A few years ago, I wrote a blog post detailing why I thought toggles were a bad idea. It made a clever analogy between toggles and the tribbles on Star Trek’s U.S.S. Enterprise. I think it’s a fun read, so you may want to check it out; but since the time I wrote it, my opinion has changed a bit. In this post I will explain why I think toggles may be helpful, and I’ll propose some rules for their use.

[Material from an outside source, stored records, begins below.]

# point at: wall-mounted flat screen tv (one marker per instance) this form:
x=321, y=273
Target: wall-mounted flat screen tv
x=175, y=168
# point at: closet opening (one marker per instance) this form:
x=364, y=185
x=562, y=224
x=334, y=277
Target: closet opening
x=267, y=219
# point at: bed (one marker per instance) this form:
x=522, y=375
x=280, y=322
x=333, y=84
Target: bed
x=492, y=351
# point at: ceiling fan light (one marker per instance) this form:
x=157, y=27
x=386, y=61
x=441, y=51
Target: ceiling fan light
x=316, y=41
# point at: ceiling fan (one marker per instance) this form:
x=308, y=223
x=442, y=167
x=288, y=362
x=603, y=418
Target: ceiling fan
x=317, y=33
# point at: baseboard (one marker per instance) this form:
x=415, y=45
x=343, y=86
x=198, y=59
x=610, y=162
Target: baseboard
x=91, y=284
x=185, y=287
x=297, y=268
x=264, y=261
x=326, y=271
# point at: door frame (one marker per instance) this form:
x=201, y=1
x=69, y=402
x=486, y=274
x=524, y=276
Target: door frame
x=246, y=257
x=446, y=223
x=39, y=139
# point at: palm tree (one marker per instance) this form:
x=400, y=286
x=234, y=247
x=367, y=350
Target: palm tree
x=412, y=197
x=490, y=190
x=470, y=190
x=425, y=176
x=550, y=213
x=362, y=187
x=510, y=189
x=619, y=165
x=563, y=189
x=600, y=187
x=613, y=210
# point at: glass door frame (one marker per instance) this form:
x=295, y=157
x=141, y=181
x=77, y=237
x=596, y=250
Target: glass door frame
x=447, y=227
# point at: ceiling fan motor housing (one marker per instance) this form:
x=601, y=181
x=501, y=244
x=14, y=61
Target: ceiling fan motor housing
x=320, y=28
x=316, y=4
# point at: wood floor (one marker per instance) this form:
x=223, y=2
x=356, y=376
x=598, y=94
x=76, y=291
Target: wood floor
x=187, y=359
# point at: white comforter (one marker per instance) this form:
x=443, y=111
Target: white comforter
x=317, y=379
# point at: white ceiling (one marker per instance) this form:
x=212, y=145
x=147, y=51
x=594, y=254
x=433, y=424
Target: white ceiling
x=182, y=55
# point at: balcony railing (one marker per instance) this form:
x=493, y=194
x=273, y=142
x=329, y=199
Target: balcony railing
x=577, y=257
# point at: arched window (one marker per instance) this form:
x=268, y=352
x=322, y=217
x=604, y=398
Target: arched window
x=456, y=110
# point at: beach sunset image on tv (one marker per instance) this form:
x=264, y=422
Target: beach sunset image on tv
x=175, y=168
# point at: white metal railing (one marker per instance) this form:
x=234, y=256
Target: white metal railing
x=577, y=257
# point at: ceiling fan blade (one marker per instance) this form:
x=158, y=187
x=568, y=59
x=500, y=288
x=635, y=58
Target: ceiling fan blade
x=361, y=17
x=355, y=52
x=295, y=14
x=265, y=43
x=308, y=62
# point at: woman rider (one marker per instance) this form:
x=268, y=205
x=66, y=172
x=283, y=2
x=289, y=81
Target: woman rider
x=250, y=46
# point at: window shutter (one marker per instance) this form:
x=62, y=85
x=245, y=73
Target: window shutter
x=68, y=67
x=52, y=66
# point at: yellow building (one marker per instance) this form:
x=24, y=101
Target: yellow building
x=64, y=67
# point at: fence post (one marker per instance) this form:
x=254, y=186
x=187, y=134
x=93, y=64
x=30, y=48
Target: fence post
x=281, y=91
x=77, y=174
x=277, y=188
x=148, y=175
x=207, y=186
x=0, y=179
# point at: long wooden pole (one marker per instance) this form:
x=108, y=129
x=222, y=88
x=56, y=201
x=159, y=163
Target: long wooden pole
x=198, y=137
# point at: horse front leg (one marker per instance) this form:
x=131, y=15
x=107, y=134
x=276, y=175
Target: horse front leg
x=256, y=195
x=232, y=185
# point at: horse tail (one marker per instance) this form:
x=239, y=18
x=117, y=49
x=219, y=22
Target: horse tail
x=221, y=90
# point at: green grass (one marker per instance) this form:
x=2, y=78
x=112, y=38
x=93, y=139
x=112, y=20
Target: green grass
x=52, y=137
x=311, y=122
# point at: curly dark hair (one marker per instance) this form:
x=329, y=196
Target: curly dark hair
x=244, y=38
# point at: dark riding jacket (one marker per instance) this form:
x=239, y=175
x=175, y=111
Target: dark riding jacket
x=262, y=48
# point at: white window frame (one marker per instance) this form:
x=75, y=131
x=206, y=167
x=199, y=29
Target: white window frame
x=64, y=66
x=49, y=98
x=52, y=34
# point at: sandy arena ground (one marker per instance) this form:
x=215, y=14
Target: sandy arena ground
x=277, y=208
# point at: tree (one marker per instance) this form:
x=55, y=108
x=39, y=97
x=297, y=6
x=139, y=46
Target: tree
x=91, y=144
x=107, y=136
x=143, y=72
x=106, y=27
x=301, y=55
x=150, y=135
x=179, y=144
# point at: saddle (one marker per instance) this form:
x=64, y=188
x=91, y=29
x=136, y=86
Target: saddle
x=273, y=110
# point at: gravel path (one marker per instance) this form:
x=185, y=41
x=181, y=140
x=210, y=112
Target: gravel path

About a year ago, my team was working on a new notification service that would send out emails and messages more efficiently than the current service. When the new service was ready, we migrated one notification type to the new service to see how it would work. We tested the notification extensively and we were sure that we had accounted for all scenarios, so we took the new service to Production.
A couple of weeks later, we discovered that there was an odd case that we hadn’t tested. If two users in the same company had the same id, the wrong user was getting the notification. We had no idea that it was possible for two users in the same company to have the same id, so we hadn’t thought to test this.
Fortunately, our new service was behind a toggle. Since we certainly didn’t want the wrong people to get notifications, we quickly toggled off the new service. There was no impact to any other customers, because they were still getting their notifications; they were just being notified through the old service. We were able to quickly fix the bug, get the fix into Production, and toggle the service back on.
If we hadn’t had the toggle, the users with the same id would have continued to get the wrong notifications until we were able to fix the bug. We would have had to rush to get a code patch into Production, and it’s possible that we would have made mistakes along the way. Because we had the toggle, we could take the time to make sure that the fix was good, and we could do all the regression testing we wanted.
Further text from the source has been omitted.